Jason Isbell at the Ryman

By the end of this month, if all goes as planned, Jason Isbell and the 400 Unit will have headlined 20 shows at the Ryman in the past five years. Isbell, the Nashville-based President of the United States of Americana, has called the Mother Church of Country Music his “favorite place to play a show in the whole world.” He and his band have made the hallowed venue into a home base of sorts, staging nearly annual residencies — multi-night runs at the Ryman that have stretched out steadily as the years have gone by. 

After headlining one show there following the release of their commercial breakthrough Southeastern in 2013, Isbell and band did a three-night stand in 2014 and four nights in 2015. They took a break in 2016, but came back for a six-night run in 2017, and they’re scheduled to play another six nights beginning on Monday. This year’s fall extravaganza will coincide with the release of Live From the Ryman, which was recorded mostly during last year’s shows. It’s the band’s first live LP since 2012’s Live From Alabama, and it features some of Isbell’s best songs, from the heartfelt and heartbreaking trio of “Elephant,” “Cover Me Up” and “If We Were Vampires” to timely-as-hell rockers like “White Man’s World” and “Cumberland Gap.” 

Live records, perhaps even more than studio albums, offer snapshots of moments in an artist’s career. Live From Alabama features a band that sounds a little bit rougher than it does today, but with brilliant songwriting already on display. The set list includes several fan favorites from Isbell’s days with the Drive-By Truckers, alongside tunes from his early albums with the 400 Unit.
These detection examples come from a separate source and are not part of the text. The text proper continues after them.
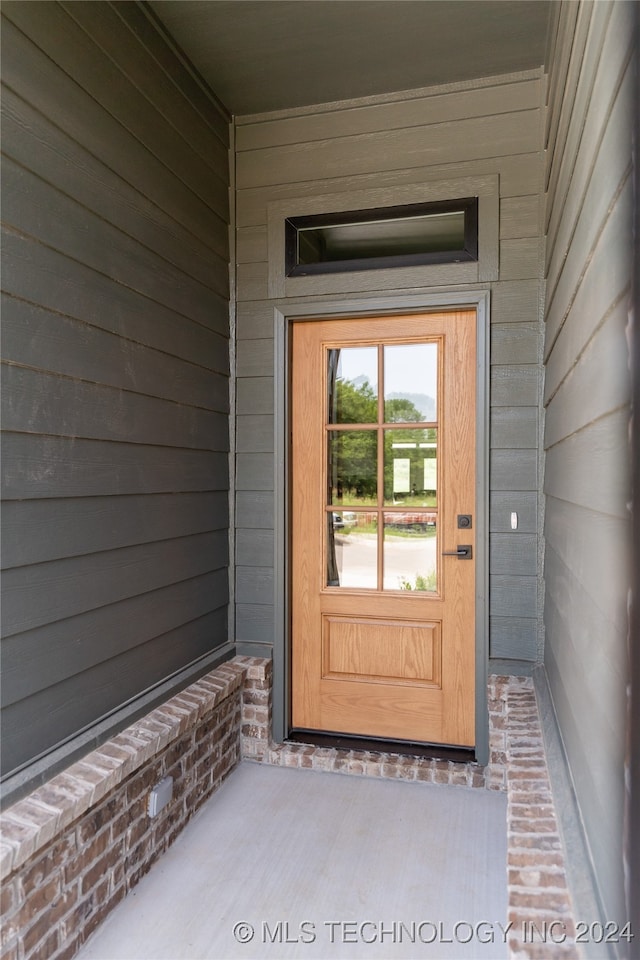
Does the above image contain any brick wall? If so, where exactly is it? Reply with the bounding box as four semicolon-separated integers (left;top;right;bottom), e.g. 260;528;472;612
0;657;580;960
0;657;268;960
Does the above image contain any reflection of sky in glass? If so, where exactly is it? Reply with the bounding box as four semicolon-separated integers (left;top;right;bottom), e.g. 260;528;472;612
338;347;378;389
338;343;438;396
384;343;438;397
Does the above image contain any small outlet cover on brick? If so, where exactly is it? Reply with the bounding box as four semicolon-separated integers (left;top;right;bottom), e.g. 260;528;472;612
147;777;173;817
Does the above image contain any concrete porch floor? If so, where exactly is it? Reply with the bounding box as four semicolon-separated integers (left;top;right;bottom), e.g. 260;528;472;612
78;761;508;960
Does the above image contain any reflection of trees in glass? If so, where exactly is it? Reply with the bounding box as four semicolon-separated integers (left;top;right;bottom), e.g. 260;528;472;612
384;427;437;505
335;379;378;423
384;397;425;423
330;379;378;503
329;379;436;504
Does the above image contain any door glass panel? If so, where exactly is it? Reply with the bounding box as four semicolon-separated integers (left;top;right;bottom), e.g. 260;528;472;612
328;430;378;506
327;347;378;423
384;427;438;508
384;343;438;423
384;511;438;593
326;511;378;590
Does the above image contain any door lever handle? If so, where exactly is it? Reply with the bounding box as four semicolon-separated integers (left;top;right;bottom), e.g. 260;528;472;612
442;543;473;560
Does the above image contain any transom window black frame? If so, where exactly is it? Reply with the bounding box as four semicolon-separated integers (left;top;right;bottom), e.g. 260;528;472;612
285;197;478;277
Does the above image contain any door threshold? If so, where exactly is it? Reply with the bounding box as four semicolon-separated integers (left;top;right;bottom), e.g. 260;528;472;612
285;730;476;763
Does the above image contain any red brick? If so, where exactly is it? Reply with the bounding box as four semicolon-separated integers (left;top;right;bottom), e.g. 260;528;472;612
509;817;558;833
81;840;124;896
0;880;20;917
21;831;77;896
507;848;564;869
23;888;78;954
509;890;570;919
509;865;567;889
64;830;110;884
26;930;60;960
14;873;62;931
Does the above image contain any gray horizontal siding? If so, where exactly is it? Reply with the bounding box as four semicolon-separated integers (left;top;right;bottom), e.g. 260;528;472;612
2;2;229;788
1;492;229;567
3;609;226;770
544;3;637;922
236;74;543;659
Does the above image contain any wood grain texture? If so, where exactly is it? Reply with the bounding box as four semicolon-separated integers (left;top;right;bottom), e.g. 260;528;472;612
1;295;229;413
2;20;228;247
2;2;229;773
1;492;229;569
2;531;227;637
237;77;539;153
237;109;538;187
2;433;229;501
544;3;637;921
1;87;228;274
236;69;543;657
2;570;228;705
3;609;227;770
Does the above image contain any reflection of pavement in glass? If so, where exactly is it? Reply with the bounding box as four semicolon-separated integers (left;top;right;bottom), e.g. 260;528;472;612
335;534;437;590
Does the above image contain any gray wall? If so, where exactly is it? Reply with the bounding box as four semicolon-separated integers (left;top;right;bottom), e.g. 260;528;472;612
236;72;544;669
544;3;634;921
2;2;229;796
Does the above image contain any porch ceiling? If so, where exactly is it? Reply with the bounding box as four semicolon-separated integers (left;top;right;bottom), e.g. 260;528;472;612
149;0;551;114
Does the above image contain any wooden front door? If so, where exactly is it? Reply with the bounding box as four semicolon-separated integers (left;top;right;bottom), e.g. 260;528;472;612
291;310;476;748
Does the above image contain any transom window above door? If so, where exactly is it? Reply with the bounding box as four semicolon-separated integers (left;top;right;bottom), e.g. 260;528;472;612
285;197;478;277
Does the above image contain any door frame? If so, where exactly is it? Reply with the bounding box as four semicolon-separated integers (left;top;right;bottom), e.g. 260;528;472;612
272;290;490;764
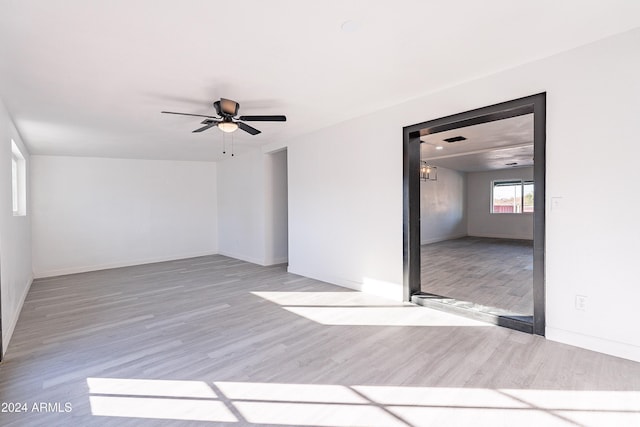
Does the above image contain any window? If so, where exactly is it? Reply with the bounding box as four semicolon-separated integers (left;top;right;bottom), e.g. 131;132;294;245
491;179;534;213
11;140;27;216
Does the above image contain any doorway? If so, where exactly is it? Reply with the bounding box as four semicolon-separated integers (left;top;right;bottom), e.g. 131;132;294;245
265;148;289;265
403;93;545;335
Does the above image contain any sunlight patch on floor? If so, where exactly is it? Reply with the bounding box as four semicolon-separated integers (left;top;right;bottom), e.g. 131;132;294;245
87;378;217;398
87;378;640;427
251;291;406;307
252;292;494;327
283;307;493;328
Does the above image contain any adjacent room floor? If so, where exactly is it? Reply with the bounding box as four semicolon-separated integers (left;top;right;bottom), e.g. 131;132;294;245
420;237;533;316
0;256;640;427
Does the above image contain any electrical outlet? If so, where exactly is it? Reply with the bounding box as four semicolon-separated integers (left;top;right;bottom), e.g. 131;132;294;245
576;295;587;311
Live From the Ryman showcases the band today, at the peak of their powers, performing songs primarily from Isbell’s two most recent records, Something More Than Free and The Nashville Sound, and a few from Southeastern, too. It traces Isbell’s ascent to the height of whatever this genre is in the years since — as he sings on “Cover Me Up” — he sobered up and “swore off that stuff, forever this time.” 

Isbell’s vocal prowess has only grown. The band, as captured on Live From the Ryman, is not an anodyne, perfect machine, but a living thing that is snarling at times and sentimental at others. It makes sense for the album to have been recorded at the Ryman, the site of what has started to feel like a series of family reunions. Rather than move the show to a bigger venue like Ascend Amphitheater a few blocks away, or to Bridgestone Arena across the street, Isbell & Co. have stayed in the spot they’ve made feel like home. The result seems more intimate and, at times, more raucous and celebratory than what you’d likely see in a bigger space. 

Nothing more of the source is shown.